Cambridge, Ontario’dan Karen Harnack-O’Connor, iki yıl önce vekil olmak için bir ajansla anlaşma imzaladı ve CBC’ye süreçle ilgili bazı bilgiler verdi.
İlk kez taşıyıcı anne olarak yaklaşık 29 haftalık hamileydi.
Harnack-O’Connor, yardım etmeyi seçtiği çiftin tamamen yabancı olduğunu söyledi. İki yıl içinde yavaş yavaş onun en yakın arkadaşları haline geldiler.

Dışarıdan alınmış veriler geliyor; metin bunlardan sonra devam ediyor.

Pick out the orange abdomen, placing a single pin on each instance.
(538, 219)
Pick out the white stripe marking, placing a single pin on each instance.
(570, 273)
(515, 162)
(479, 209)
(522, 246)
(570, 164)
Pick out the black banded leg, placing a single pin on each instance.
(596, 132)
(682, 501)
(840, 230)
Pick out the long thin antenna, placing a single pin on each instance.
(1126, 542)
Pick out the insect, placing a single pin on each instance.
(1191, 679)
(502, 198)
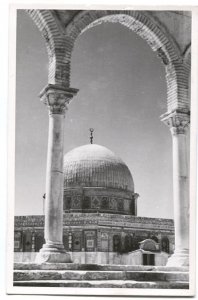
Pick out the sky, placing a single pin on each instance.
(122, 93)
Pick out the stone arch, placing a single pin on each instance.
(60, 42)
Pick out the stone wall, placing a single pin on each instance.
(112, 258)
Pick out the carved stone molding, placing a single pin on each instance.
(178, 121)
(57, 98)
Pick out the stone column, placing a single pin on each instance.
(178, 122)
(56, 98)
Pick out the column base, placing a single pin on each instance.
(53, 253)
(179, 259)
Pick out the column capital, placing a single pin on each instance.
(56, 97)
(178, 121)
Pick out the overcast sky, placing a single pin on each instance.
(122, 93)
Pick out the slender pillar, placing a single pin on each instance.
(178, 122)
(56, 98)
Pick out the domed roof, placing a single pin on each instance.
(96, 166)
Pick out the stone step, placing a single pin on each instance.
(73, 266)
(105, 284)
(25, 275)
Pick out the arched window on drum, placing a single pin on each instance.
(116, 243)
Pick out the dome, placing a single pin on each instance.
(96, 166)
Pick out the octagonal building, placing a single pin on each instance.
(100, 222)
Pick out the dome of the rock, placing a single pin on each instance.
(96, 166)
(97, 180)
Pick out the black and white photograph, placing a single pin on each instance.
(100, 191)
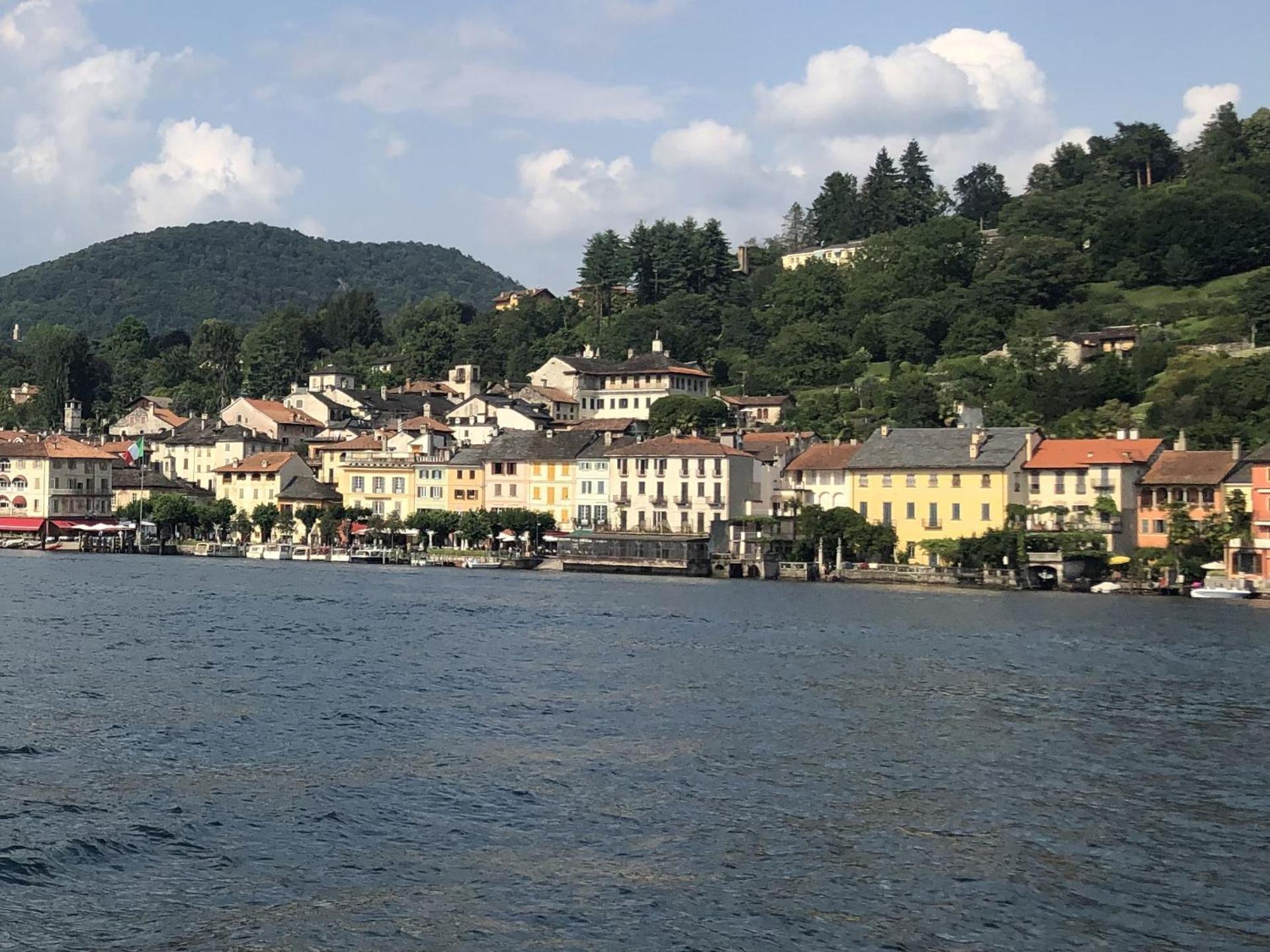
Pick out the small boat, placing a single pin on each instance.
(218, 550)
(1221, 587)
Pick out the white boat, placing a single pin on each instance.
(1221, 587)
(218, 550)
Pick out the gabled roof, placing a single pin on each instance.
(281, 413)
(825, 456)
(1189, 467)
(305, 489)
(677, 446)
(259, 462)
(1079, 454)
(531, 446)
(940, 448)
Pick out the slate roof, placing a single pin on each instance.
(939, 448)
(538, 444)
(1189, 467)
(306, 489)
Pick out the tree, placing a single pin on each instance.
(605, 262)
(882, 196)
(836, 212)
(1222, 140)
(920, 200)
(686, 413)
(265, 517)
(981, 194)
(795, 229)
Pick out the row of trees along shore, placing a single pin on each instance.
(1126, 229)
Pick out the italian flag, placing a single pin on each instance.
(136, 451)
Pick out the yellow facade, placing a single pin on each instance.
(929, 504)
(552, 491)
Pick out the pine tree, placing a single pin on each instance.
(836, 211)
(882, 196)
(920, 197)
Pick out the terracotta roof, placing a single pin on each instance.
(770, 400)
(825, 456)
(172, 419)
(261, 462)
(345, 444)
(1191, 467)
(281, 413)
(677, 446)
(1078, 454)
(426, 423)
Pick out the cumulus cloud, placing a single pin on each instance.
(441, 88)
(1199, 104)
(704, 143)
(207, 172)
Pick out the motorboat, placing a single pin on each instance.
(1224, 588)
(218, 550)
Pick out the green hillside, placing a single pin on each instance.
(233, 270)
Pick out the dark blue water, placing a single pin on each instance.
(198, 754)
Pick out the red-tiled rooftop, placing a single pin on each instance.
(1078, 454)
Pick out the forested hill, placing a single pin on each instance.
(175, 278)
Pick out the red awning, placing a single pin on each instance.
(16, 524)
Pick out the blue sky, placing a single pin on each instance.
(513, 130)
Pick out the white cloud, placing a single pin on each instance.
(396, 146)
(704, 143)
(443, 88)
(207, 172)
(1199, 104)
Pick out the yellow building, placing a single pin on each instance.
(933, 484)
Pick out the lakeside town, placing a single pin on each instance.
(563, 470)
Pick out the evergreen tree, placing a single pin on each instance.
(1222, 140)
(920, 198)
(981, 194)
(836, 211)
(882, 196)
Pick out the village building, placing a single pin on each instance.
(1183, 476)
(273, 419)
(680, 484)
(940, 483)
(198, 447)
(621, 389)
(258, 479)
(1091, 485)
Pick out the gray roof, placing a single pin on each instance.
(939, 450)
(308, 489)
(538, 444)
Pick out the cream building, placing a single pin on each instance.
(680, 484)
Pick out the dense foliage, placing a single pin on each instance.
(232, 270)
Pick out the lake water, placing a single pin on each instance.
(201, 754)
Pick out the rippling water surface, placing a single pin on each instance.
(206, 756)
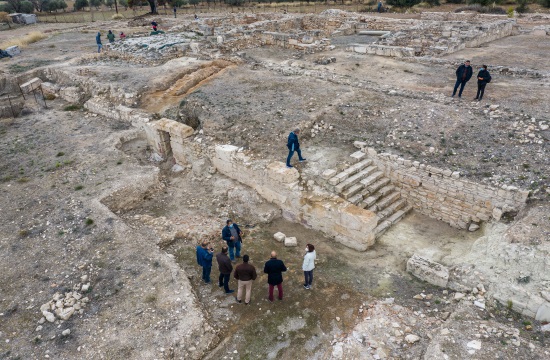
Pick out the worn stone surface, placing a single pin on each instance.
(428, 271)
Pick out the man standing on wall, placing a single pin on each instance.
(463, 75)
(274, 269)
(293, 145)
(225, 267)
(483, 78)
(233, 236)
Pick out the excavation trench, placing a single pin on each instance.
(183, 84)
(303, 325)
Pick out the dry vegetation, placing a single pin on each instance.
(23, 41)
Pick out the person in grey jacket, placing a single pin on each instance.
(309, 265)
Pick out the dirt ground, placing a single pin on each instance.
(82, 202)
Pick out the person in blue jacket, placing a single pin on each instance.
(205, 254)
(463, 75)
(233, 236)
(483, 78)
(293, 145)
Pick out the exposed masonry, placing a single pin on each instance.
(443, 195)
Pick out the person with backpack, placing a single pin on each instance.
(293, 146)
(233, 237)
(463, 75)
(98, 42)
(483, 78)
(111, 37)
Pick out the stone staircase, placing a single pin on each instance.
(364, 185)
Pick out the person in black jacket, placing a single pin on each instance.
(293, 145)
(233, 236)
(483, 78)
(274, 269)
(225, 266)
(463, 75)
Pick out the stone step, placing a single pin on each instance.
(390, 210)
(338, 178)
(378, 185)
(352, 180)
(356, 199)
(386, 201)
(382, 228)
(351, 191)
(370, 201)
(398, 215)
(372, 178)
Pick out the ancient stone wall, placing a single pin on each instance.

“Bu, başlangıçtaki bir röportaj sürecine çok benziyor; profilleri alıyorsunuz, profilleri okuyorsunuz ve birlikte anlaşacağınızı düşündüğünüz birini buluyorsunuz. İki değer ve hamilelik sırasında ne istediğinize bakış açınız örtüşüyor” dedi. Hatta bundan sonra arayın.”
Feldstein, eşlerin ve taşıyıcı annelerin de kendi bireysel ruh sağlıklarını düşünmeleri gerektiğini söyledi.
“Danışmanlık çok önemli; yasal olarak gerekli değil ama birçok doğurganlık kliniği bunu gerektiriyor ve bu çok değerli bir adım. Pek çok avukat, danışmanlık verilene kadar taşıyıcı annelik sözleşmesi bile yazmak istemiyor.”
Danışmanlık “çoğu zaman taşıyıcı annenin duygusal ve zihinsel olarak taşıyıcı anne olmaya uygun olduğundan emin olacak, hamileliği başkası için taşıyacak ve bebekten vazgeçecek ve aynı zamanda müstakbel ebeveynler için de hazır olduklarından emin olacak.” Feldstein şunları söyledi: Çünkü ebeveynlerin birçok niyeti onları üzüyor [a lost child]”.
Craig, etrafınızda güçlü bir topluluğa sahip olmanın da yardımcı olduğunu söyledi.
“IVF gruplarında harika kadınlar buldum ve onlarla iyi arkadaşım. Buluşuyoruz. Artık etrafımızda toplanan bir taşıyıcı annelik topluluğumuz var ve bana her zaman ulaşıyorlar” dedi.
“Eğer ailenizi kurmanın yolu buysa, bunu yapabilirsiniz.”
FBI tarafından engellendiği iddia edilen suikast girişiminin konusu olan Gurpatwant Singh Pannun, Hintli diplomatların sınır dışı edilmesinin Hint casus ağını “ortadan kaldırmayacağını” söylüyor.